酸素だけではない、水分や栄養も足りていないのだろう。

胃の中は既に空っぽだ。


息が咳きれても、脚を前に出す。

絡みつく蜘蛛の巣を強引に払いのける。

木の根、水の流れた跡、無造作に転がる石。

眼球と頭を高速で回転させ、どの部分に足をかければ安全か、即座に判断してまたすぐに次の判断を下す。

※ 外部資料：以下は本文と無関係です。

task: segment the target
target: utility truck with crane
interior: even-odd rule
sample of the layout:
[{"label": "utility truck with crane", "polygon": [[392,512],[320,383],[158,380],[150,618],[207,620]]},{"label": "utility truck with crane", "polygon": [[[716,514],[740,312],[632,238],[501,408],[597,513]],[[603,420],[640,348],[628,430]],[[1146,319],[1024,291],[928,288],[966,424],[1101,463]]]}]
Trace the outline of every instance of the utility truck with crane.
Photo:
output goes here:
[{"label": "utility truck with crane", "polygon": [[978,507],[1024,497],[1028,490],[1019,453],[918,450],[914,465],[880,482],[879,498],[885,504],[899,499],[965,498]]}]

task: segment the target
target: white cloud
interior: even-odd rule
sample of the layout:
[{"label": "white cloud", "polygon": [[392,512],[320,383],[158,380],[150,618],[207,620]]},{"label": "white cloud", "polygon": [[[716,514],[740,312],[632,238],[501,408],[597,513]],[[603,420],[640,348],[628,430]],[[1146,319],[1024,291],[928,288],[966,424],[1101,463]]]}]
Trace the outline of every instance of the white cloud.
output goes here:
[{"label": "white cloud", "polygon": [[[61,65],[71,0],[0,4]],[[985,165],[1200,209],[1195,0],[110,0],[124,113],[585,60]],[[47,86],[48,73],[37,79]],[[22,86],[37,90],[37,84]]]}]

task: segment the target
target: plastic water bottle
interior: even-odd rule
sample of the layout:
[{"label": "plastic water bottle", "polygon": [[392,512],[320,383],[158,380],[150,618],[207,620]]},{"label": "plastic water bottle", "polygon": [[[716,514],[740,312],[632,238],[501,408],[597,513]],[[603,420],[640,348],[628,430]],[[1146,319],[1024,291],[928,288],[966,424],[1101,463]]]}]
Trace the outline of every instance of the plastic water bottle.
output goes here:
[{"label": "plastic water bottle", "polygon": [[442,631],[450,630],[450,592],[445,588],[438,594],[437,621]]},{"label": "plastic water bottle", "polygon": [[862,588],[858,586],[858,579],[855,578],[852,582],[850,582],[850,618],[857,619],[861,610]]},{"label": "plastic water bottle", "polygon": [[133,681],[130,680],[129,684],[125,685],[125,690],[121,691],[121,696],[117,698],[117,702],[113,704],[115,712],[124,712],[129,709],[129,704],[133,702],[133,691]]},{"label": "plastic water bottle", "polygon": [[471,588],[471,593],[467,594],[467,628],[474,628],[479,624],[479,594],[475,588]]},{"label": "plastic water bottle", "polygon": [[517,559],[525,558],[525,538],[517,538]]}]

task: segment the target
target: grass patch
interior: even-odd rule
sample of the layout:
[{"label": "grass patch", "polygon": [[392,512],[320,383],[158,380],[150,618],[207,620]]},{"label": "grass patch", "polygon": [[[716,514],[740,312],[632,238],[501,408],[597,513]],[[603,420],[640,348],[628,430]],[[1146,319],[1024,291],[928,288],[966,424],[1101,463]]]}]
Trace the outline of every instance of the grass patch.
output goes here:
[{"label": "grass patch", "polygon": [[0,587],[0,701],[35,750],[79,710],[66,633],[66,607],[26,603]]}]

かかとを斜面に取られてバランスを崩しながらも、無理やりに姿勢を保ち、また次の足場を求める。


――はやく、逃げなくては。


やがて左手側が斜面に入ると、風が遮蔽されて空気の流れが完全に止まる。

音が完全に消え、自らの息遣いと足音だけが響く。

……いや、それだけではない。

ガサリ、ガサリ。

己の耳には何ものかが背後から追いかけてくる音が聞こえている。

すぐそこにある恐怖に、頭の中を占有されてしまう。


山全体から感じる突き刺すような視線を感じる。

追いかけてくる気配は断じて獣のそれなどではない。

その正体を考えようと思う頭すら働かない。

とにかく、はやく、安心できる場所まで。


石に根に足を掛け、幹に枝に果ては信用に値しない草にまで手を掛けて、ひたすらに山を下る。

どれくらいそうしていただろう。視界がやっと開けた。

峠に出たのだ。別の山との境目。

左右を見晴らしのいい展望に恵まれたそこにたどり着き、ほっと安堵の息を吐く。


林業にも使われている山に入るのだ。

ここまで来れば、どれだけ急いでも怪我の心配はない。

斜面は相変わらず急ではあるが、草木に囲まれた獣道ではなくなる。

とはいえ手入れされているわけでもないので、油断は禁物ではあるのだが。


脚を止め、フル回転させていた眼球と頭を休止させる。

深く息を吸い込み、笑っている膝に「もう少しだ」と喝を入れる。

普段使わない筋肉をフル動員したせいで、太ももがとんでもなく怠い。


あと数分歩けば、違う山に入ってしまえば、きっともう追ってくることもないだろう。

安堵のあまり……




振り向いた。


つい、振り向いてしまった。






やはり己の背後を脅かす存在は目視などできようはずもなく、


そこには一人、女が立っていた。





女が、佇んでいた。






白の着物は、雨上がりの山森には凡そ適したものではない。

長い黒髪に包まれて、怒りとも悲しみともとれる表情を浮かべた女は、切れ長の鋭い眼光で己を睨みつけている。


心当たりはあった。

……つい今しがたのことではあったが、恐怖に忘れてしまっていた。

その可能性を考慮できなかった。


では山の中で感じていた気配は、殺気などではなく……?



「どうした? 逃げるのではなかったのか?」


つまらなそうに、それでいて怒気を孕んだ彼女の言葉が胸に突き刺さる。


「あれだけのことをしておきながら、お前は未だ帰れると思っているのか?」


弁明の言葉も頭には浮かばない。

彼女の怒りのすべてが自分に起因するものだということは、容易く想像できた。


「帰りたければ帰るがよい。しかし……」


「契りが消えることはないと知れ」


その時去来した感情はもはや恐怖などではなく、むしろ逆にものだった。





求めて、求めて、求めて。


ついに手に入れた。


……そう、これは己が始めたことなのだ。




「ただ消えていくのを待つ、怖ろしく孤独な眠りであった」



己が彼女を求め、彼女がそれに応えた。

まるで婚姻の儀のようなそれに。



「お前が私を……目覚めさせたのだ。今更後に引けると思うなよ?


去来する感情のあまり、声が出ない。

返答の代わりに、ゆっくりと首を縦に振った。


「では、またな」


口の端にわずかに笑みを浮かべると、女は溶けるように消えてしまった。